A new reading of the Federal Reserve preferred index shows a slowing in inflation, but prices continue to rise rapidly even after removing volatile fuel and food. This indicates that price pressures are still strong and it may be a long way back to normal.
The Personal Consumption Expenditures Index rose by 4.2 percent during the period from January to March. This is a significant drop from the 5.1 percent increase in the same period.
After removing food and fuel, the closely-watched "core" index remained nearly unchanged last month. This measure increased by 4.6 per cent over the past year, up from 4.7 per cent in the previous reading.
Data show that inflation has moderated, but the process is still bumpy and may take some time to complete. Fed officials raised interest rates dramatically over the last year in order to make borrowing money more expensive and to slow down demand. However, these moves have only gradually trickled through the economy to weigh down price increases.
On May 3, the central bank will meet to decide its next policy. It is widely expected that officials will raise rates by one quarter of a percentage point, to just over 5 percent. The markets will also be focused on the message they send for the future. In March, central bankers predicted that they may stop raising interest rates following their next adjustment. Incoming price and wage data as well as financial news may influence whether they feel comfortable putting a pause.

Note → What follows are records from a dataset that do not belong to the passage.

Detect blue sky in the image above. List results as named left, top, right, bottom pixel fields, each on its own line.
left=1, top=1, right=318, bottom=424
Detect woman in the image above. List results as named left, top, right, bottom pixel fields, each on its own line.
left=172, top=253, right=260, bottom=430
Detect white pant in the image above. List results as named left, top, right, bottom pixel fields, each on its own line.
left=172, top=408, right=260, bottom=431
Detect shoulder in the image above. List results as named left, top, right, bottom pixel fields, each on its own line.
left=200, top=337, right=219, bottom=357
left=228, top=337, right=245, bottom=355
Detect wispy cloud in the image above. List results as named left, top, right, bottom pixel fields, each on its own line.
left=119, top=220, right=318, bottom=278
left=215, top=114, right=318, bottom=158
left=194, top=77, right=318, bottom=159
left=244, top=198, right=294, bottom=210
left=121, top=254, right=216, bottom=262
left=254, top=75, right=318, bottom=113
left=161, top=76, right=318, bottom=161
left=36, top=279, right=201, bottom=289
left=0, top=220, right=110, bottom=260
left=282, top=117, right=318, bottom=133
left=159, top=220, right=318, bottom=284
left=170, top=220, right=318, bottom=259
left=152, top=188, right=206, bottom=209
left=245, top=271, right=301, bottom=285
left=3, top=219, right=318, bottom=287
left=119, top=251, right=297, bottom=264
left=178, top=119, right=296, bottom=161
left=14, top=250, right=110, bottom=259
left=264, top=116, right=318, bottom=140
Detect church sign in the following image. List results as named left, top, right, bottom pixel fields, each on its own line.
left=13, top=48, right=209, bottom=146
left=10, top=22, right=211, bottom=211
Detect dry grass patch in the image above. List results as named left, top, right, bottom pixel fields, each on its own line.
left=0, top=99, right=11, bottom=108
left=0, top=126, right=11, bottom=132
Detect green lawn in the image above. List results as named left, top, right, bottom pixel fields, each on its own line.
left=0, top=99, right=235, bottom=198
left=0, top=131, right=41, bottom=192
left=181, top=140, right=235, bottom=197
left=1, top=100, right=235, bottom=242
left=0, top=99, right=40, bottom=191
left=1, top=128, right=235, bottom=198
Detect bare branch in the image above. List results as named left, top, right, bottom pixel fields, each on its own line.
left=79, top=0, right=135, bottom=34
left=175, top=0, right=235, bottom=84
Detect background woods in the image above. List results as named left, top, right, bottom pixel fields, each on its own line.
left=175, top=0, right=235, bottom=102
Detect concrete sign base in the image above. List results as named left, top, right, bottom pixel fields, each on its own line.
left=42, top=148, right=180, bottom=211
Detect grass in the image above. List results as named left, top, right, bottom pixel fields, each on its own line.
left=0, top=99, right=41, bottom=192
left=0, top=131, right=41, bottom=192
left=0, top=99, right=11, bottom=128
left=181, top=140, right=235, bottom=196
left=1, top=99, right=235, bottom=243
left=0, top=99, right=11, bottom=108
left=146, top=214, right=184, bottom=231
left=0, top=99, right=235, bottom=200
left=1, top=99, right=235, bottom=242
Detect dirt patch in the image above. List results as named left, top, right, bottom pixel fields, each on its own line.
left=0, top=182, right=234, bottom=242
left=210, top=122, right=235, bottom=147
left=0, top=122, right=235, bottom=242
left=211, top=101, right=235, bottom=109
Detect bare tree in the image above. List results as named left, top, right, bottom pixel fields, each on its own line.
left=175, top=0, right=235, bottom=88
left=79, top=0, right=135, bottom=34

When deciding its next step, the Fed will need to consider the turmoil in banking. The system is still trembling from a series of notable bank failures that occurred in March. First Republic continues to struggle and its stock has plummeted in the last week. The industry's problems can affect the economy by slowing lending to businesses and consumers.
Already consumption is cooling. The report released on Friday showed that personal spending in March was unchanged compared to the previous month, following a 0.2 percent drop in February, adjusted for inflation.
In the months to come, with the slowdown in growth and the banking issues further impacting consumers, businesses may find that they can't charge as much for their products and services. Many companies have been able to increase prices.
"If inflation warrants that we need to increase our prices, we will do it," Brian Niccol said, Chipotle's chief executive, during a earnings call held this week. "I believe we have now shown we do have price power."